Una metodologia resa necessaria dal fatto che avere il telefono in casa non era così scontato, si poteva nascere e crescere fino a una certa età senza averne uno e ricorrere a quello pubblico più vicino per le urgenze e fornire il numero di quello dei vicini di casa in caso di necessità di essere rintracciati. La mia famiglia fino a un certo punto non ha posseduto un apparecchio telefonico, come non ha avuto sempre a disposizione un’automobile di proprietà, un ascensore condominiale e persino un bagno con tutti i crismi, nel senso di doccia, vasca e bidet se non un suo surrogato di plastica componibile da riempire di volta in volta di acqua fredda, indipendentemente dalla stagione. Cose che, come si dice, non usavano.
Ed è stato così, almeno per il telefono, fino a quando mio papà è venuto a comunicarci il nostro numero di cinque cifre – trenta centoventicinque – così, senza il prefisso che nelle chiamate urbane non doveva essere messo davanti. Da lì l’esigenza del training per irrompere con la giusta e buona educazione nelle vite degli altri con uno squillo ripetuto, che in certi frangenti risuona come un disturbo dell’intimità del quale bisogna scusarsi di default. Buongiorno/buonasera sono nome cognome, parlo con la famiglia cognome? Si/No (esiste la possibilità che si sbagli a selezionare il numero). Se si: C’è nome_interessato? Grazie buongiorno/buonasera.
Poi alle richieste di chiarimenti sui compiti e agli inviti per i giochi pomeridiani con merenda sono subentrate le chiamate romantiche, quelle con le quali si occupavano gli apparecchi per ore dolci e bollette salate, con fratelli e sorelle che rivendicavano il loro diritto a un uso analogo. Tanto che per ovvi motivi di privacy io preferivo munirmi di gettoni o, più tardi, di schede e utilizzare uno dei loculi di uno di quei posti pubblici della Sip che non esistono più, con le cabine insonorizzate la cui assenza di rumori esterni dava sin fastidio.
Ma oggi la telefonata non conserva più la drammaticità dell’evento unico, raro, persin costoso. Contratti flat e dispositivi personali, per non parlare della maggiore importanza che rivestono le conversazioni scritte (male) hanno svilito il pathos del parlarsi a distanza e senza faccia. Al telefono si costruivano e si distruggevano amori, si progettavano futuri di gloria, ci si attribuiva responsabilità di attentati e sequestri di persona, ci si rendeva irrintracciabili.
Ora tutto questo ha un significato e un sapore diverso, il parlarsi è una delle tante funzionalità digitali e non ne sto dando un giudizio morale perché anzi, per certi versi è anche meglio così.

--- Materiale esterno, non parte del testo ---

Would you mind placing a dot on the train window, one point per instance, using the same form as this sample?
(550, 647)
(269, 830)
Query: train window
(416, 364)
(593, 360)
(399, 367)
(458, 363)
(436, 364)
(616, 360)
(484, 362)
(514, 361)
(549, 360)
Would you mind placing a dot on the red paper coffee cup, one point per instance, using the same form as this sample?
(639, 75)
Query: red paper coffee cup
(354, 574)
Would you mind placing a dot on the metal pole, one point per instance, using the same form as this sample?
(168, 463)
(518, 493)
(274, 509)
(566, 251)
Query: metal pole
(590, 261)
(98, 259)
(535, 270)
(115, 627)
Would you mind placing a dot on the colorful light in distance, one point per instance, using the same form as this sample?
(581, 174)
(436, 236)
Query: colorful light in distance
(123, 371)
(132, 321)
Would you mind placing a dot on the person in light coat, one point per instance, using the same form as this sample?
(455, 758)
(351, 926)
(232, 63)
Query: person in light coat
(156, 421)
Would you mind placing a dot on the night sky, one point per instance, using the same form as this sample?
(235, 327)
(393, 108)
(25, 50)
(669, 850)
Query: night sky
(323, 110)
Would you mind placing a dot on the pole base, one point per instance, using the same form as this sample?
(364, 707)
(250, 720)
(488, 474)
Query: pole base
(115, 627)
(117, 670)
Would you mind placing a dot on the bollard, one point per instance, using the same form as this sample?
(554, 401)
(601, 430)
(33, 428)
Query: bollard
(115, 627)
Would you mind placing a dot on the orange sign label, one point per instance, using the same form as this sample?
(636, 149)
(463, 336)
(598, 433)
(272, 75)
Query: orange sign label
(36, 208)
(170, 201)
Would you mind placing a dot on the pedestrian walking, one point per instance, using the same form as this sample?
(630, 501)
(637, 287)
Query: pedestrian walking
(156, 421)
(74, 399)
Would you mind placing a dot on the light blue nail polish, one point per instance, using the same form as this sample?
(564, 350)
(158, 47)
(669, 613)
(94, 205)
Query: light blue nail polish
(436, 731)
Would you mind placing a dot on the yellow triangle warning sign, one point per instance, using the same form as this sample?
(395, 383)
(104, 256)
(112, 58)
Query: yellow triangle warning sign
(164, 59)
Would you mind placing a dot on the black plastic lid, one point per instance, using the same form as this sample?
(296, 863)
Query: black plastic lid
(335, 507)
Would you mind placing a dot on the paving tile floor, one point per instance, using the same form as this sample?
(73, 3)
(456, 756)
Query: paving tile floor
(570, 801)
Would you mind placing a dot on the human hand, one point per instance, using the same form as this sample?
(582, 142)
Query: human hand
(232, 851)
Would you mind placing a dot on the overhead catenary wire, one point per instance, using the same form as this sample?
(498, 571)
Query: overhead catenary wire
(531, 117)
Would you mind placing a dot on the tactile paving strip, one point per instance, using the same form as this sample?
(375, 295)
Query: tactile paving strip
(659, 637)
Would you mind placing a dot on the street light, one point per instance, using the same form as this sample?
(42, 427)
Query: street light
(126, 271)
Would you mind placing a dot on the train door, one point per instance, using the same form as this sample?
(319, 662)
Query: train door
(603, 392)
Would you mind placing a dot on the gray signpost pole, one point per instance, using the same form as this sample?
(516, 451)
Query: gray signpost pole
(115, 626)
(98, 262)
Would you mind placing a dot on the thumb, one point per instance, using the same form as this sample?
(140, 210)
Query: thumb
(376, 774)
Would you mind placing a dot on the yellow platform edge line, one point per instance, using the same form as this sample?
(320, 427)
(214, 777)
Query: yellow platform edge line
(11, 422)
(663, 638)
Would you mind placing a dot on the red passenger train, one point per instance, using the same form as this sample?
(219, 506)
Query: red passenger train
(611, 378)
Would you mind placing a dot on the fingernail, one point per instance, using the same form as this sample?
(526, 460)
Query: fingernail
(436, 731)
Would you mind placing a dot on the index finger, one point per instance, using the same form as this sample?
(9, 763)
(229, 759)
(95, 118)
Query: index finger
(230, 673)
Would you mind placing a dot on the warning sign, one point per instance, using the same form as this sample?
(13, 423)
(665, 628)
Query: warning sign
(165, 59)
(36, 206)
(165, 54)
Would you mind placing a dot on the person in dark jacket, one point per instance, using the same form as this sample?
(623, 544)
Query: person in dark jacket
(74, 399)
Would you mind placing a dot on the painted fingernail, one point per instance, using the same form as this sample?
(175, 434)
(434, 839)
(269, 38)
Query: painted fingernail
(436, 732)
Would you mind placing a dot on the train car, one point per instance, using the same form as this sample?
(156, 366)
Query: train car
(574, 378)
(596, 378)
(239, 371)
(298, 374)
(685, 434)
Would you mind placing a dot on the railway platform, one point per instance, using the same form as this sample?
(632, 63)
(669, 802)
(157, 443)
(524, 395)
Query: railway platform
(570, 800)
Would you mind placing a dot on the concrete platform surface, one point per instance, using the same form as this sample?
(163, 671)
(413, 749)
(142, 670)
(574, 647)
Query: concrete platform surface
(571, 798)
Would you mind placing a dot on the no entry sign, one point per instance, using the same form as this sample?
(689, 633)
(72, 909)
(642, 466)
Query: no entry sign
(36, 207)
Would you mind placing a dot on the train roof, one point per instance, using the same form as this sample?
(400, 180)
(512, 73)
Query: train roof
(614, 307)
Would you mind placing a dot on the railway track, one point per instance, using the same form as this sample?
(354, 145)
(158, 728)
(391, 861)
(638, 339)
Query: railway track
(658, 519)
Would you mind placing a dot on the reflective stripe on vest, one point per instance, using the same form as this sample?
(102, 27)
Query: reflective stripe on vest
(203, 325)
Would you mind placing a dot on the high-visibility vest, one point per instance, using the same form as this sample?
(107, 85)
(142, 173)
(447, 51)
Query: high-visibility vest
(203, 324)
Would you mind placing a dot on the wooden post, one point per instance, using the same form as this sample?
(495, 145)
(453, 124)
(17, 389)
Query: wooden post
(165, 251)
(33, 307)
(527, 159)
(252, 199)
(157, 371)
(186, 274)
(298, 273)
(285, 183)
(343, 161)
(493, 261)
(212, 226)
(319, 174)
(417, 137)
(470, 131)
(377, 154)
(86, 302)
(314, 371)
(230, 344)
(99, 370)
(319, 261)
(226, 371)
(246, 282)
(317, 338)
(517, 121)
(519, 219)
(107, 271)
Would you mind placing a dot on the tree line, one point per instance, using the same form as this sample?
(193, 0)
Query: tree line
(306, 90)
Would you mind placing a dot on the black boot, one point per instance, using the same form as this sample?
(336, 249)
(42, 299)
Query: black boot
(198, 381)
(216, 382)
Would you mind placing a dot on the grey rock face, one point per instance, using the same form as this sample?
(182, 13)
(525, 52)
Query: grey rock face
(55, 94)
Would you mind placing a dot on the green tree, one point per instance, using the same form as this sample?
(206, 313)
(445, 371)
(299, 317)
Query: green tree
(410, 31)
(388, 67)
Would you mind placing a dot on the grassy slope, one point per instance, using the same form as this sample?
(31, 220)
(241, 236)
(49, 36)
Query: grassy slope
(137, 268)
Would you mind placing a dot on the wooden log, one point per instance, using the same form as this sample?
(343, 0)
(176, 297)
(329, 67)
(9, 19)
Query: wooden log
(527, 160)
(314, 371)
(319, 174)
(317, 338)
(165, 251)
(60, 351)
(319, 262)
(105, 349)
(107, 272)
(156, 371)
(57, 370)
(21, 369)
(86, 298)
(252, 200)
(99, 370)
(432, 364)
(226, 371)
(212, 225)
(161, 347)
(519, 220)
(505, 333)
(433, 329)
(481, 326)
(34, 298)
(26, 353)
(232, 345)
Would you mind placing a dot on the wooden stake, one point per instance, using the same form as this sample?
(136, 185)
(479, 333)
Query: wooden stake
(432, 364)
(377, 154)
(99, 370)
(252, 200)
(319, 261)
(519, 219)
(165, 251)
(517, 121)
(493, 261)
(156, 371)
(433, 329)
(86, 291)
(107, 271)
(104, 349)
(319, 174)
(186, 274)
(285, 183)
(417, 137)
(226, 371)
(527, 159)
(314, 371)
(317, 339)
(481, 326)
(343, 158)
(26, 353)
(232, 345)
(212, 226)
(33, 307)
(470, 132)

Lo stordimento da conversazioni fiume, si manifestavano rare e quindi lunghe in quanto concentravano più cose da dirsi, era una sensazione postuma che rimaneva appiccicata come una morsa sull’orecchio, rosso e indolenzito per tutto quel tempo con la cornetta tenuta schiacciata per l’intenzione di un abbraccio, in fondo il telefono e la persona con cui si parlava avevano la stessa voce.